Out-Law News 1 min. read
19 Feb 2015, 11:58 am
Intercede's MyTAM (My Trusted Application Manager) is aimed at apps for financial services and payment applications.
It lets apps be loaded directly into the chipset of a phone, in the Trustonic Trusted Execution Environment (TEE) that is included in many newer Android devices. This protects the application and its data from malware and other software threats, Intercede said in a statement.
Many apps contain malware that can be used to gain access to data from other apps. All apps uploaded to the TEE, however, must be pre-screened by Trustonic, a spokesman for Intercede said. Trustonic adds security keys during manufacturing, so that applications can only run within their own 'secured silos' on the chipset and each individual app is protected from any threat from other software.
For MyTAM to work, the phone must have an ARM processor with Trustonic's TEE installed. Intercede chief innovation officer Nick Cook told ZDNet that this includes most new Samsung Galaxy phones, and some HTC handsets – and could be added by firmware updates to other devices.
When a user downloads the app from Google Play, or other app stores, extra code will also download automatically from Intercede's MyTAM cloud service, and install the app on the TEE, Intercede said.

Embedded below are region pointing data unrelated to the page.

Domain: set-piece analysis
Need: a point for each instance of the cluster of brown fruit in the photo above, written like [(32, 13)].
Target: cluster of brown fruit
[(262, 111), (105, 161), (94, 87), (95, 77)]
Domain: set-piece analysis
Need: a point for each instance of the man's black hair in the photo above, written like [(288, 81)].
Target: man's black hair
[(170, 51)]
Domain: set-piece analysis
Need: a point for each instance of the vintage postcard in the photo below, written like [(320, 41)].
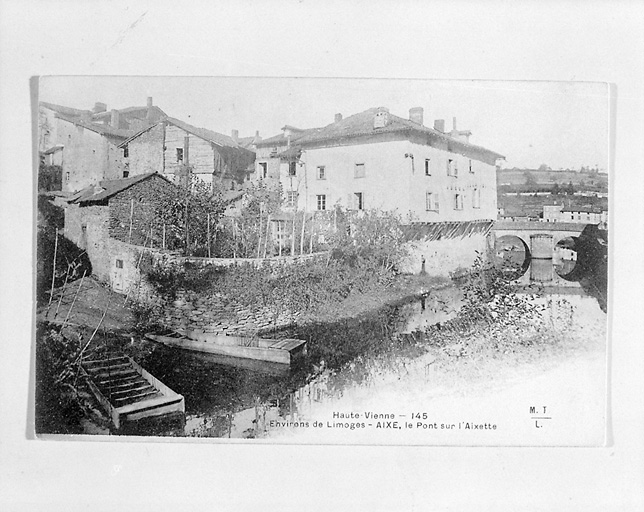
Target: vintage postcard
[(322, 261)]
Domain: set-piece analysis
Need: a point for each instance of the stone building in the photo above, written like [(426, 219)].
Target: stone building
[(171, 146), (114, 218), (376, 160), (582, 214), (85, 142), (441, 185)]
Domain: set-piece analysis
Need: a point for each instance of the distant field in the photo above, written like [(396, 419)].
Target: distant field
[(519, 206), (532, 178)]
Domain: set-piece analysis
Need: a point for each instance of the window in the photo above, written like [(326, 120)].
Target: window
[(321, 172), (431, 202), (452, 168), (458, 201), (476, 198), (291, 198), (359, 201), (321, 201)]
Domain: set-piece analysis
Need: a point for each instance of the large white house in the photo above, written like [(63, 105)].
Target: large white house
[(376, 160)]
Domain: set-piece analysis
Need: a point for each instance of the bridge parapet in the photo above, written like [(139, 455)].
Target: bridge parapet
[(506, 225)]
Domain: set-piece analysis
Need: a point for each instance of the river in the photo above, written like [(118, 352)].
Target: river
[(226, 401)]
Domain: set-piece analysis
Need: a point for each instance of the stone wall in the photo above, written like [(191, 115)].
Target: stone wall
[(198, 312), (146, 152), (218, 314), (146, 200), (445, 257), (87, 227)]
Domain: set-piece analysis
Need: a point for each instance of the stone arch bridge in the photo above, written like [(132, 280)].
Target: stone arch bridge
[(538, 237)]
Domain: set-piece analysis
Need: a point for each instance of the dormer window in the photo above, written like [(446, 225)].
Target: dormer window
[(380, 119)]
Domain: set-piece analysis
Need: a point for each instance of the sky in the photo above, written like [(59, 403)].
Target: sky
[(560, 124)]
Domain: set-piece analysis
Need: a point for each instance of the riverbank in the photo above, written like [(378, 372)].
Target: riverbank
[(478, 378), (403, 288), (120, 331)]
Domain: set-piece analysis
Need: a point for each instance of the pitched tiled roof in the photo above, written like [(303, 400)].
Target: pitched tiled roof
[(281, 139), (203, 133), (96, 127), (108, 188), (68, 111), (154, 113), (363, 124), (582, 209)]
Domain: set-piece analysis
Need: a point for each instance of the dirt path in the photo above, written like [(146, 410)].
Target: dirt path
[(92, 301)]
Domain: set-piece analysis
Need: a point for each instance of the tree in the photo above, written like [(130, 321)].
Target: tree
[(529, 178), (189, 211), (50, 177)]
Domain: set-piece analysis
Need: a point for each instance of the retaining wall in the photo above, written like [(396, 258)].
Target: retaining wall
[(446, 256)]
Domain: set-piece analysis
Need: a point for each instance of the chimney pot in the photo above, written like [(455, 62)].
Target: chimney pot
[(416, 115), (114, 120)]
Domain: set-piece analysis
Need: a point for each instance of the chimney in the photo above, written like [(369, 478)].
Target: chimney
[(381, 118), (114, 121), (416, 115)]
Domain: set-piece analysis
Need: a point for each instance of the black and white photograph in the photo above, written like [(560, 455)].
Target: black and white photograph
[(323, 260), (298, 255)]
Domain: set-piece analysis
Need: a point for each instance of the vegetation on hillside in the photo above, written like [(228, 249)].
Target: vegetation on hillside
[(363, 258)]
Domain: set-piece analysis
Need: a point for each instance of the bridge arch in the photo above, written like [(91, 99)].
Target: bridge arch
[(525, 229)]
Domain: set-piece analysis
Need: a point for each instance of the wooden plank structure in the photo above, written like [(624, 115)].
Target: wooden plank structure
[(260, 349), (127, 392)]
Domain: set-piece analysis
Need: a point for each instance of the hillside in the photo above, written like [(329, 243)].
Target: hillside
[(528, 180)]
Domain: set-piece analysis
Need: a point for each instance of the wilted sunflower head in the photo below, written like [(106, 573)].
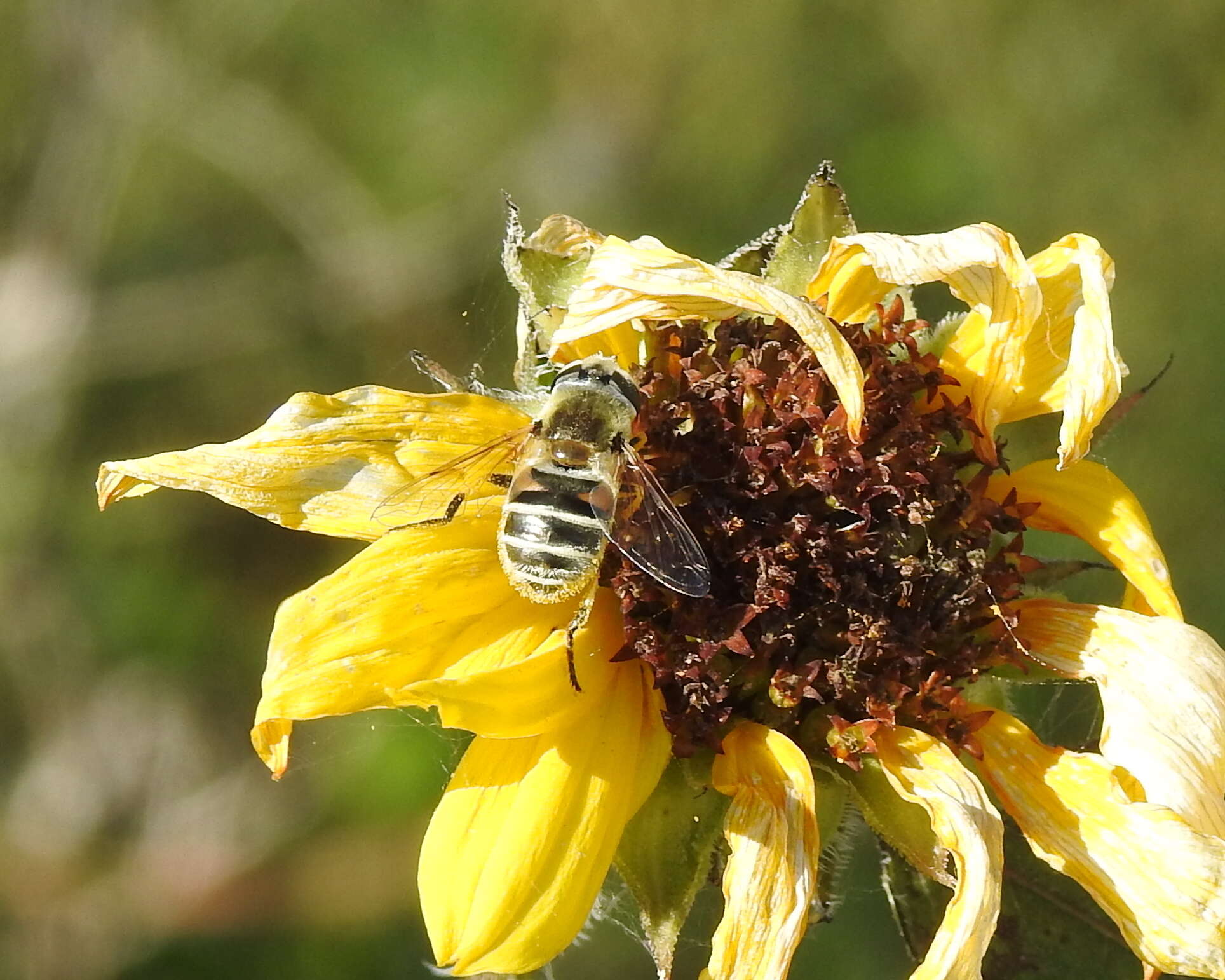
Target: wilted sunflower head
[(842, 466)]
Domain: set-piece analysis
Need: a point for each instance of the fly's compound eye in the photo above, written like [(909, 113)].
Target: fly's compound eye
[(625, 385)]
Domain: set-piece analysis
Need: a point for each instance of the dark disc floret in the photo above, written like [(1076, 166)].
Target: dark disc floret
[(850, 582)]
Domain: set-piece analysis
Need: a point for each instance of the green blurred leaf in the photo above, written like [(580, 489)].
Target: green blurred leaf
[(1049, 927), (821, 215), (665, 852)]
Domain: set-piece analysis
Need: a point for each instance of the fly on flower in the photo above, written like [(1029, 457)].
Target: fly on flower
[(831, 564), (572, 482)]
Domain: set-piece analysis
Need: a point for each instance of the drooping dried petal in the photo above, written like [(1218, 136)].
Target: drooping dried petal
[(645, 281), (425, 616), (323, 462), (983, 266), (1093, 504), (1158, 878), (1069, 363), (1163, 697), (1074, 276), (520, 845), (924, 771), (771, 874)]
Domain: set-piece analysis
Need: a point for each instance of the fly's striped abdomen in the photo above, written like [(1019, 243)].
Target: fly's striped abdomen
[(554, 527)]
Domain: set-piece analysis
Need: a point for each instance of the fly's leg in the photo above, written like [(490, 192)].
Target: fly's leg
[(578, 623), (445, 519), (437, 372)]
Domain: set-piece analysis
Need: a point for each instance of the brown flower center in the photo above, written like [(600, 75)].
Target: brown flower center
[(850, 582)]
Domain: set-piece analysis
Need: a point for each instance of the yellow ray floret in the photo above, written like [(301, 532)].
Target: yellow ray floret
[(1163, 697), (982, 265), (771, 874), (642, 280), (520, 845), (1158, 878), (1038, 337), (426, 618), (1069, 362), (323, 462), (1093, 504), (924, 771)]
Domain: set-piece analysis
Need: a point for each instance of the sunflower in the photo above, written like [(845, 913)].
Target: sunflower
[(838, 459)]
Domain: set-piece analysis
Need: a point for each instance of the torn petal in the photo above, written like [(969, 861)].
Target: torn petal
[(1071, 363), (924, 771), (414, 606), (323, 462), (1158, 878), (645, 281), (1163, 696), (983, 266), (771, 875), (1093, 504), (499, 693), (520, 845)]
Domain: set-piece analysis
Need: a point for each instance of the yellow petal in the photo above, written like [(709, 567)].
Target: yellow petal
[(520, 845), (630, 343), (1071, 363), (1093, 504), (1158, 878), (983, 266), (512, 696), (323, 462), (645, 281), (926, 772), (1163, 697), (418, 604), (771, 875)]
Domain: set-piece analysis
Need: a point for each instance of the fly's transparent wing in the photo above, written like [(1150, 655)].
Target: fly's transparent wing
[(438, 496), (653, 534)]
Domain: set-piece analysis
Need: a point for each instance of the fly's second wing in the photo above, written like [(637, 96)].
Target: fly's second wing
[(473, 480), (653, 536)]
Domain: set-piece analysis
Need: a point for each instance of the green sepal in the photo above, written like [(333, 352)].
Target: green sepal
[(838, 827), (821, 215), (917, 902), (665, 852), (545, 266), (754, 256), (903, 825)]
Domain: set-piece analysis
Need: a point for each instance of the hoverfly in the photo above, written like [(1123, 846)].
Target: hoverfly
[(571, 482)]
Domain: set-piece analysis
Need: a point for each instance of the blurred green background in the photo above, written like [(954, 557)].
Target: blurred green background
[(206, 206)]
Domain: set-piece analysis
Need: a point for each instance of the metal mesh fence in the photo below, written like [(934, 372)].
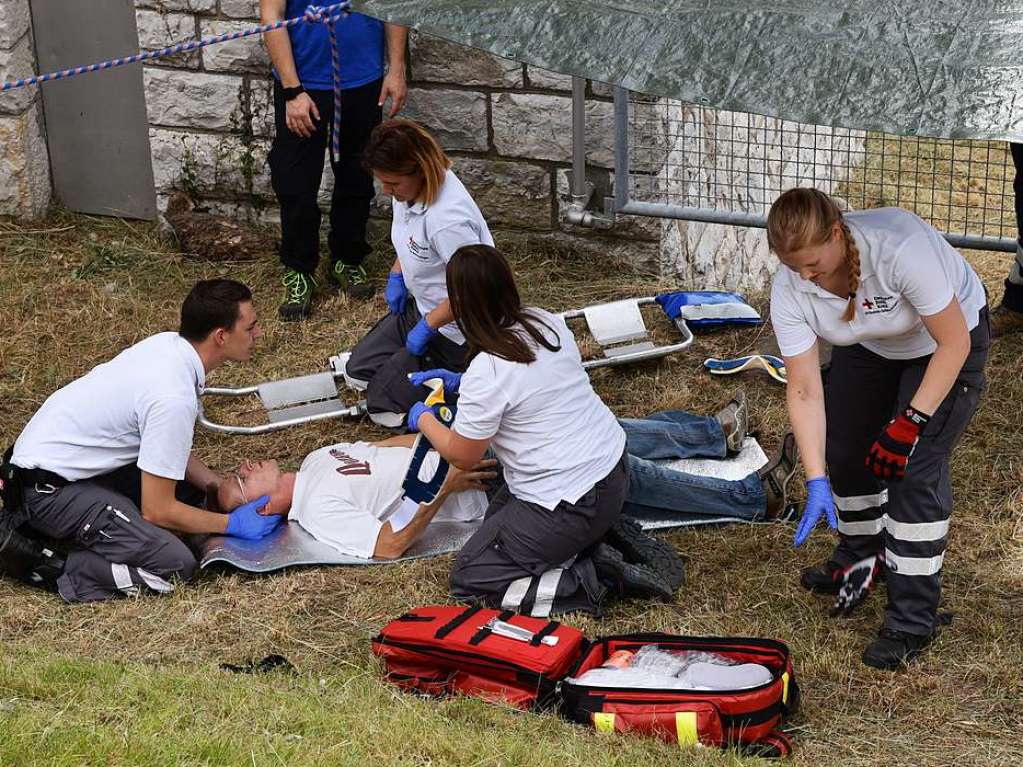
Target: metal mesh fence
[(687, 156)]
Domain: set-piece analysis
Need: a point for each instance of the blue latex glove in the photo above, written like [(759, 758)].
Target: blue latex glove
[(246, 522), (418, 337), (396, 292), (818, 502), (413, 415), (451, 380)]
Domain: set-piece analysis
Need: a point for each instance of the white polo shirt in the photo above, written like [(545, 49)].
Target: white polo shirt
[(138, 408), (344, 494), (906, 271), (427, 236), (552, 435)]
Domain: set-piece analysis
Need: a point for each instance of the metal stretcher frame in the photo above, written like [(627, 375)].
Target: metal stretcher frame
[(618, 326)]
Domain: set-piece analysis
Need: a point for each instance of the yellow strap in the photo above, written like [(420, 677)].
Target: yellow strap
[(604, 722), (685, 726), (437, 396)]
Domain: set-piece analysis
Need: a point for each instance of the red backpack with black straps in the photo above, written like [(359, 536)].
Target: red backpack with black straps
[(445, 649)]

The service could also be used in companies where users bring their own devices to work and want to run corporate services, plus it will allow secure, encrypted voice calls over the internet, ZDNet said.
Richard Parris, chief executive of Intercede, said that the majority of the world's "smart devices" are now Android-based, and so "it is imperative to ensure that any mobile apps running on this open platform can be both trusted and protected from attack by rogue agents. With the Trustonic TEE built into more than 250 million devices, the market for the service is large and growing."